Over half a decade, Addus HomeCare managed to grow its earnings per share at 17% a year. This EPS growth is higher than the 7% average annual increase in the share price. So one could conclude that the broader market has become more cautious towards the stock.

You can see below how EPS has changed over time (discover the exact values by clicking on the image).

earnings-per-share-growth
NasdaqGS:ADUS Earnings Per Share Growth March 26th 2025

We know that Addus HomeCare has improved its bottom line lately, but is it going to grow revenue? Check if analysts think Addus HomeCare will grow revenue in the future.

A Different Perspective

While the broader market gained around 12% in the last year, Addus HomeCare shareholders lost 7.4%. Even the share prices of good stocks drop sometimes, but we want to see improvements in the fundamental metrics of a business, before getting too interested. Longer term investors wouldn't be so upset, since they would have made 7%, each year, over five years. If the fundamental data continues to indicate long term sustainable growth, the current sell-off could be an opportunity worth considering. If you would like to research Addus HomeCare in more detail then you might want to take a look at whether insiders have been buying or selling shares in the company.

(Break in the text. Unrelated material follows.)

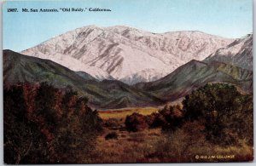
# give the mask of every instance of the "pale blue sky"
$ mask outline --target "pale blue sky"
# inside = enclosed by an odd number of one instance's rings
[[[112,12],[22,13],[21,9],[104,8]],[[8,13],[17,8],[19,13]],[[3,49],[21,51],[89,25],[130,26],[152,32],[201,31],[236,38],[253,32],[252,0],[84,0],[7,2]]]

For those who like to find winning investments this free list of undervalued companies with recent insider purchasing, could be just the ticket.

Please note, the market returns quoted in this article reflect the market weighted average returns of stocks that currently trade on American exchanges.

Disclaimer:This article represents the opinion of the author only. It does not represent the opinion of Webull, nor should it be viewed as an indication that Webull either agrees with or confirms the truthfulness or accuracy of the information. It should not be considered as investment advice from Webull or anyone else, nor should it be used as the basis of any investment decision.